Puso una mirada punzante, cerró sus ojos y se arrojó al charco. Mientras caía se escuchó el sonido de un enorme trueno, seguido de un relámpago que electrificó el cielo. Se largo a llover repentinamente, como si aquella confesión hubiese traído consigo un enorme aluvión para limpiar las penas.
Zahid no podía concebir la reveladora noticia que acontecía al interior suyo. Quedó estupefacto, atónito. El sentir a su madre desasiéndose en su hígado, más las verdades sobre el origen de su vida pasada, le terminaron por triturar el alma.

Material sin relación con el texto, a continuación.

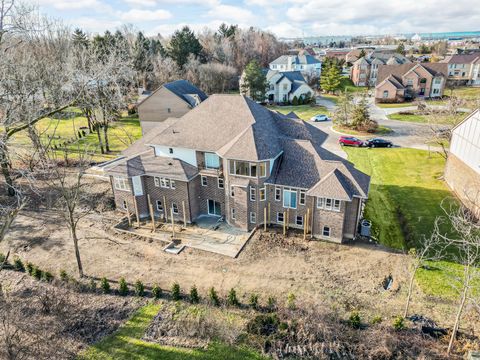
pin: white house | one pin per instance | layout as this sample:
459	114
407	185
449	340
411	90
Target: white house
307	64
284	86
462	171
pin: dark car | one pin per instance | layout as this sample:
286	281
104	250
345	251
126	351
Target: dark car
350	141
377	142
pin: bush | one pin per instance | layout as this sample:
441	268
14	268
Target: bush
398	323
63	275
47	276
194	298
176	291
104	285
29	268
253	301
36	272
291	301
213	296
122	287
232	299
18	264
271	303
355	320
156	292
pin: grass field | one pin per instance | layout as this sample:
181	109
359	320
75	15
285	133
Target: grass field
405	192
127	344
121	134
304	112
433	119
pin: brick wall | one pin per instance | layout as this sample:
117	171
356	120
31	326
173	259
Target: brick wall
464	181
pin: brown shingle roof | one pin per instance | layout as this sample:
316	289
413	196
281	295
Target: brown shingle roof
398	71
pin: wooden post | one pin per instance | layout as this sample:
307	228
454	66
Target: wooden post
152	215
165	209
128	215
136	211
173	223
184	215
265	219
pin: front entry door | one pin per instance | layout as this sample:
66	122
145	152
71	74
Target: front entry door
214	208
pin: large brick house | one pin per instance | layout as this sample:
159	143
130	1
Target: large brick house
397	83
233	158
462	171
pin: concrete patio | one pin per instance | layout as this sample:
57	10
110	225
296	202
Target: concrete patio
208	234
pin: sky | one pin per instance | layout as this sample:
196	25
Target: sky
285	18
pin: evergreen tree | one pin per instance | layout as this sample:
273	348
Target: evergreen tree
79	38
182	45
331	79
254	81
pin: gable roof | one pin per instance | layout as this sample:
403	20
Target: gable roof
184	90
397	71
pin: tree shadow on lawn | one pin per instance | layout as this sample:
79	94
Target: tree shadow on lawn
403	215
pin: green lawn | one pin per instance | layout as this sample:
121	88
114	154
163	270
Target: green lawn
394	105
305	112
121	134
432	118
127	344
405	192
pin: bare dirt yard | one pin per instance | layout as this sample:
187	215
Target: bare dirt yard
343	277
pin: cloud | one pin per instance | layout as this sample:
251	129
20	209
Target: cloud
137	15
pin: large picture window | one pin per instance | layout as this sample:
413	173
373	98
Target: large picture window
289	198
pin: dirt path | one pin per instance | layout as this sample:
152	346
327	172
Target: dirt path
344	276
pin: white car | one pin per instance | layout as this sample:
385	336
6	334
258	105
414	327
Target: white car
321	117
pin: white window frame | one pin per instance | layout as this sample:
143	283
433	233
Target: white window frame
290	191
175	208
336	205
159	205
278	219
262	194
302	197
329	231
278	194
253	193
121	183
328	200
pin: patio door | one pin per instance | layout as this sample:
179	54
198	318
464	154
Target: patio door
214	208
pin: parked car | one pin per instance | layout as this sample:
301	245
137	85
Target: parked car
320	117
350	141
377	142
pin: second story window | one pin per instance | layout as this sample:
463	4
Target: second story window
289	198
253	193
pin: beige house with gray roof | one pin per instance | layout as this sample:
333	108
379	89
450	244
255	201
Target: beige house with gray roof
232	158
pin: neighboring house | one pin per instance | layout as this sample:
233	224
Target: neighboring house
285	86
397	83
463	69
233	158
462	171
173	99
307	64
365	70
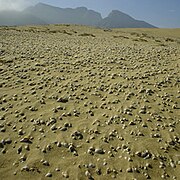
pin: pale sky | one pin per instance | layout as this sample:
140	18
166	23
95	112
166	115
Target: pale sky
161	13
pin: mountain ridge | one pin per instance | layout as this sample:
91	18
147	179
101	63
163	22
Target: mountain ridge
42	13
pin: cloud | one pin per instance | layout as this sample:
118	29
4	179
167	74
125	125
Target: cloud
15	4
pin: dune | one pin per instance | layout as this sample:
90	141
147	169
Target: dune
79	102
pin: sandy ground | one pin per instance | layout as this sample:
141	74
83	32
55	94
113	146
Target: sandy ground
87	103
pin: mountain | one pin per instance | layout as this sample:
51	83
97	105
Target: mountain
55	15
14	18
45	14
117	19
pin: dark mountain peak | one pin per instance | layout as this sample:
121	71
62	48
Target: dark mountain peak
119	14
47	14
118	19
82	9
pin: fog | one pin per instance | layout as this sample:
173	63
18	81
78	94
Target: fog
16	4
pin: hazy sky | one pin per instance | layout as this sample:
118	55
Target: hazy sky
161	13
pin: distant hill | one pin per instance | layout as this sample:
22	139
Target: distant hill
117	19
55	15
46	14
15	18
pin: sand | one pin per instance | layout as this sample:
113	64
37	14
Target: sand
79	102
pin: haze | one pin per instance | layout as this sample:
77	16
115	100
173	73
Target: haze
161	13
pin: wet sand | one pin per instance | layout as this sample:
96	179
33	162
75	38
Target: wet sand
78	102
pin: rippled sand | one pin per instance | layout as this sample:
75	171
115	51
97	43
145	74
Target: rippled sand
85	103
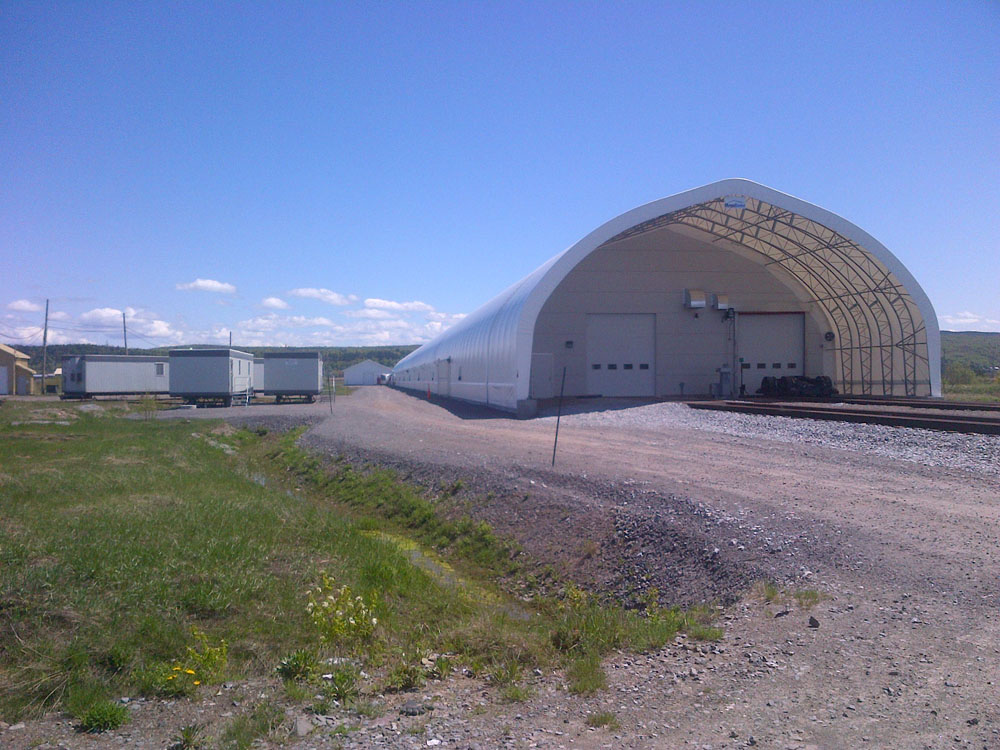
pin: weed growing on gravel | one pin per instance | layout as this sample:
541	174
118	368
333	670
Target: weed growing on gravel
808	598
585	675
341	617
403	675
342	684
516	693
767	591
103	716
262	721
299	666
604	719
190	737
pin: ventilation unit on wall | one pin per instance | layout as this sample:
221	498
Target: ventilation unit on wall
694	299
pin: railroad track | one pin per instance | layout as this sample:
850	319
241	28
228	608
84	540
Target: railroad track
982	425
914	403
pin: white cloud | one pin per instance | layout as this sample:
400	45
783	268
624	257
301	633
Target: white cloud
208	285
970	321
143	322
370	313
324	295
385	304
273	322
102	316
24	305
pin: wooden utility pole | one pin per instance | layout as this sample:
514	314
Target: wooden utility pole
45	346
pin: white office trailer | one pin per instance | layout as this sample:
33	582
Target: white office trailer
291	374
368	372
88	375
703	292
223	375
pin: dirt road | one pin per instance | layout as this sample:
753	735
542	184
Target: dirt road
896	530
907	652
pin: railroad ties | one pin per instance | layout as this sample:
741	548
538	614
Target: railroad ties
895	412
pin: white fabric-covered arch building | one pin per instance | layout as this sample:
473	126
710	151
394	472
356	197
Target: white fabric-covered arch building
639	308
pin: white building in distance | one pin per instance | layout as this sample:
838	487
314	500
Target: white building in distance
365	373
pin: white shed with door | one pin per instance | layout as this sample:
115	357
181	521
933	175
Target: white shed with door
211	374
367	372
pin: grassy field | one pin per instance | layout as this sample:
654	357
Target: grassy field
985	391
162	557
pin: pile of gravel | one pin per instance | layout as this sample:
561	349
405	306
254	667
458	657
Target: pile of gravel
976	453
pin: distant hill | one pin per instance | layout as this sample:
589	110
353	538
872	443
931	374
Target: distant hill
980	352
335	358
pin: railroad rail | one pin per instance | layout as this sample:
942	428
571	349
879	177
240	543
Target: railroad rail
915	403
982	425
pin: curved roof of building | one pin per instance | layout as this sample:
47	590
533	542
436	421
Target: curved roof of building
870	300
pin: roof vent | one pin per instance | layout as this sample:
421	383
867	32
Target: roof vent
694	299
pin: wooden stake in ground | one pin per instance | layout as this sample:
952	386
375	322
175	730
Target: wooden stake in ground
45	347
555	442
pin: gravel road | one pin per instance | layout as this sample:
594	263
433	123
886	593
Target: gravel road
897	529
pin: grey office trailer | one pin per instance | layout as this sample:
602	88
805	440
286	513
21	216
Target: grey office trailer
87	375
292	374
211	374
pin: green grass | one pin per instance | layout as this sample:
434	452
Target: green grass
987	391
135	556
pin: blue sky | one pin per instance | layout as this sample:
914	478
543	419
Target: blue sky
364	173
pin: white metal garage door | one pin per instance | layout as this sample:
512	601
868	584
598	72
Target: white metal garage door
621	354
770	344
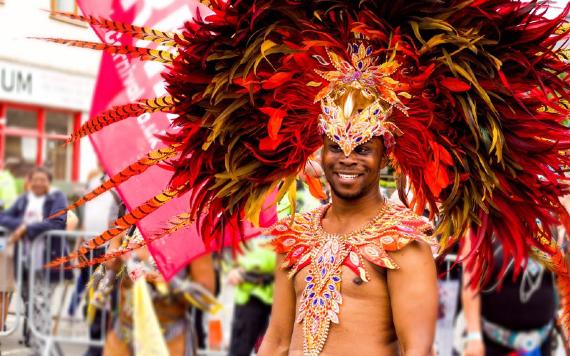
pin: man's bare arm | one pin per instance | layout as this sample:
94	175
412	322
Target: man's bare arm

A medida que pasaron los años, la Necrópolis de Anubis fue ingiriendo la carne hasta del último rincón de su cuerpo, para finalmente dejarlo transmutado en un enorme y blanquecino monumento óseo. Y a pesar de que ya hayan pasado siglos, aún el alma de Zahid reside encarcelada en el descomunal esqueleto de un elefante.


* Joaquín García Osorio, psicólogo de profesión y escritor por vocación. Trabaja desde hace un tiempo en Salud Pública, área de la cual se encuentra especialmente interesado. La siguiente obra de su autoría es una mezcla de fábula y tragedia social.